King said the SUNY system is committed to affordability. “At the same time we have to make sure we have the resources to be competitive, to invest in faculty, to provide services to students like mental health, and that’s what the governor was aiming for with the very modest tuition increase,” the chancellor added.

He suggested the tuition increase would add up to about $200 per year per student. Meanwhile, the annual cost of a SUNY education would remain about $3,000 less than the price charged by “peer” institutions in other states, King said.

Campus administrations, he said, need to have “a reliable, predictable set of expectations around revenue.”

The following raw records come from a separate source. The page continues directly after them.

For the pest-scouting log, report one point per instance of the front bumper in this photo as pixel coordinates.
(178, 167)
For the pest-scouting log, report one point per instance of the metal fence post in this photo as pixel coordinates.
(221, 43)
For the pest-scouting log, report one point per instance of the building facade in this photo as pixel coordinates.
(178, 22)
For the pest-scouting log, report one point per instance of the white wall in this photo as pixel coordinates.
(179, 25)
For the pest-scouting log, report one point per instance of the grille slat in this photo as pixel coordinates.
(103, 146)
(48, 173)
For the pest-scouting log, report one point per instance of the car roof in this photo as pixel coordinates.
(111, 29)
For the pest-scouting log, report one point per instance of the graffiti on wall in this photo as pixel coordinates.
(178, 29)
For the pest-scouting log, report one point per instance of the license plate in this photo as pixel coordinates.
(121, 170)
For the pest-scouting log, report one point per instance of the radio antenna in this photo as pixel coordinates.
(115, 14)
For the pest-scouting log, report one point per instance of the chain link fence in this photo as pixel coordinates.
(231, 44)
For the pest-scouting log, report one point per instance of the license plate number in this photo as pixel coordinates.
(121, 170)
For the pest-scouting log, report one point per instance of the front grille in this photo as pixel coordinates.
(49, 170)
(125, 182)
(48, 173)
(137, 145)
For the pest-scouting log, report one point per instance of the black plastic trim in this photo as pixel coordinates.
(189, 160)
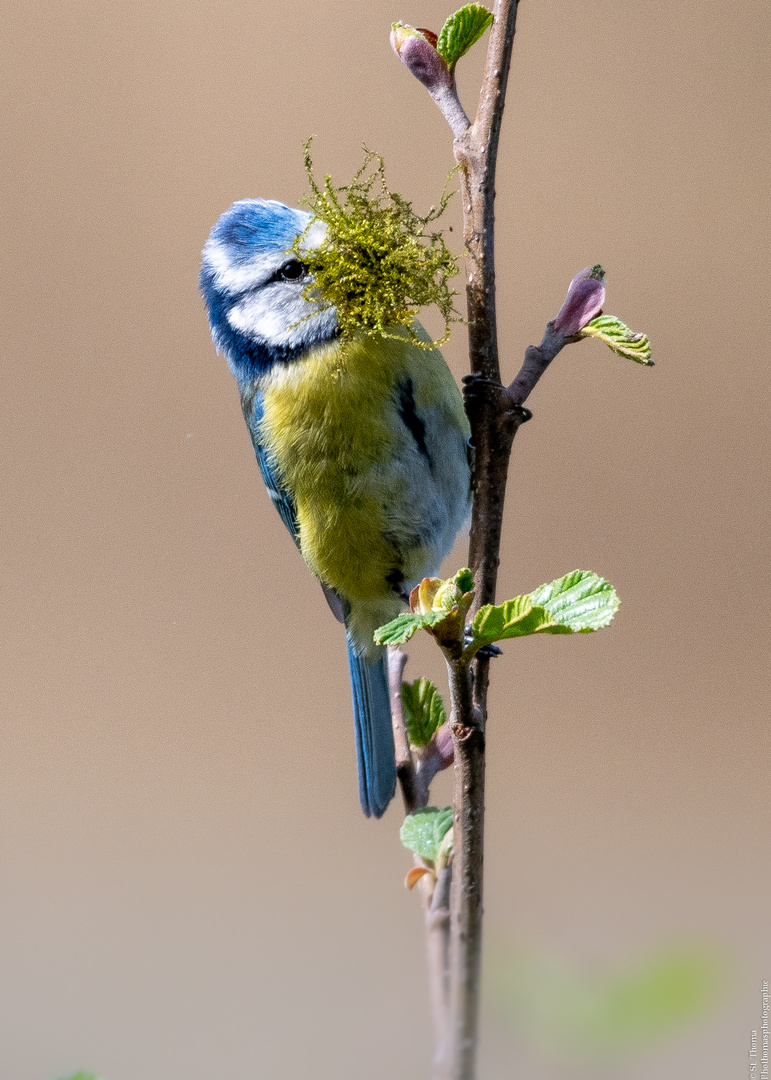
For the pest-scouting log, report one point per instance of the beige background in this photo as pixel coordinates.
(189, 889)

King, who had served as U.S. Secretary of Education under former President Barack Obama, was hired for the $750,000-a-year SUNY post last year by the SUNY trustees following his unsuccessful campaign for governor of Maryland, the state where he remains a resident. CNHI reported in December that Merryl Tisch, chairwoman of the SUNY board, had donated $6,000 to his campaign. The trustees had hired a consulting firm to assist in what they said was a national search for a new chancellor.

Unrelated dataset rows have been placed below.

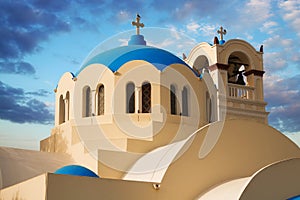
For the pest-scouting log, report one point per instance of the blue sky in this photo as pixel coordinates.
(40, 40)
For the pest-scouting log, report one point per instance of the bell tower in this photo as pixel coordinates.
(236, 69)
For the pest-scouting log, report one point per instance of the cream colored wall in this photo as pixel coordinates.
(278, 181)
(243, 148)
(237, 45)
(65, 84)
(203, 49)
(33, 189)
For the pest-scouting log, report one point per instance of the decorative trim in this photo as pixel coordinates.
(218, 66)
(255, 72)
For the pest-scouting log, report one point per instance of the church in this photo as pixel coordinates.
(138, 122)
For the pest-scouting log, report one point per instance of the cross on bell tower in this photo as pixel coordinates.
(138, 24)
(222, 32)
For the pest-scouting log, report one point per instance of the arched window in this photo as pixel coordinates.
(208, 108)
(61, 110)
(173, 100)
(185, 106)
(87, 103)
(146, 97)
(130, 98)
(100, 100)
(67, 106)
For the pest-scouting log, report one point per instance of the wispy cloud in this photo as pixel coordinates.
(291, 13)
(20, 107)
(23, 27)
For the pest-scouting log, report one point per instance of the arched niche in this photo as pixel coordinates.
(200, 63)
(238, 64)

SUNY pegged its total enrollment last fall at 363,612 students, including a graduate student enrollment of 44,601 and 159,333 students at community colleges.

Enrollment challenges could become magnified if state leaders impose austerity measures on SUNY, such as cuts in programs or tuition hikes, faculty union leaders argued.

Andrew Sako, president of the Faculty Federation of Erie County Community College, said state financial support for campuses should not be hinged to enrollment statistics.

“I think that’s killing us and we’re dying on the vine,” Sako told lawmakers.

Another union official, James McCartney, representing the State University Police Officers, Investigators and Lieutenants Benevolent Association, urged legislators to again approve legislation that would provide union members with a 20-year retirement benefit, mirroring the pension eligibility threshold that most other police officers receive in New York.

McCartney pointed out that a gunman went on a shooting rampage at Michigan State University last week, killing three students and wounding numerous individuals.

“Sadly, like society as a whole, our state higher education institutions experience violence and firearms related crimes on and near our campuses,” he said.

The bill Hochul has twice vetoed would make university, environmental and park police eligible for pensions after 20 years of service.

Lawmakers are expected to propose amendments to the governor’s fiscal blueprint as part of the negotiations for a new state spending plan.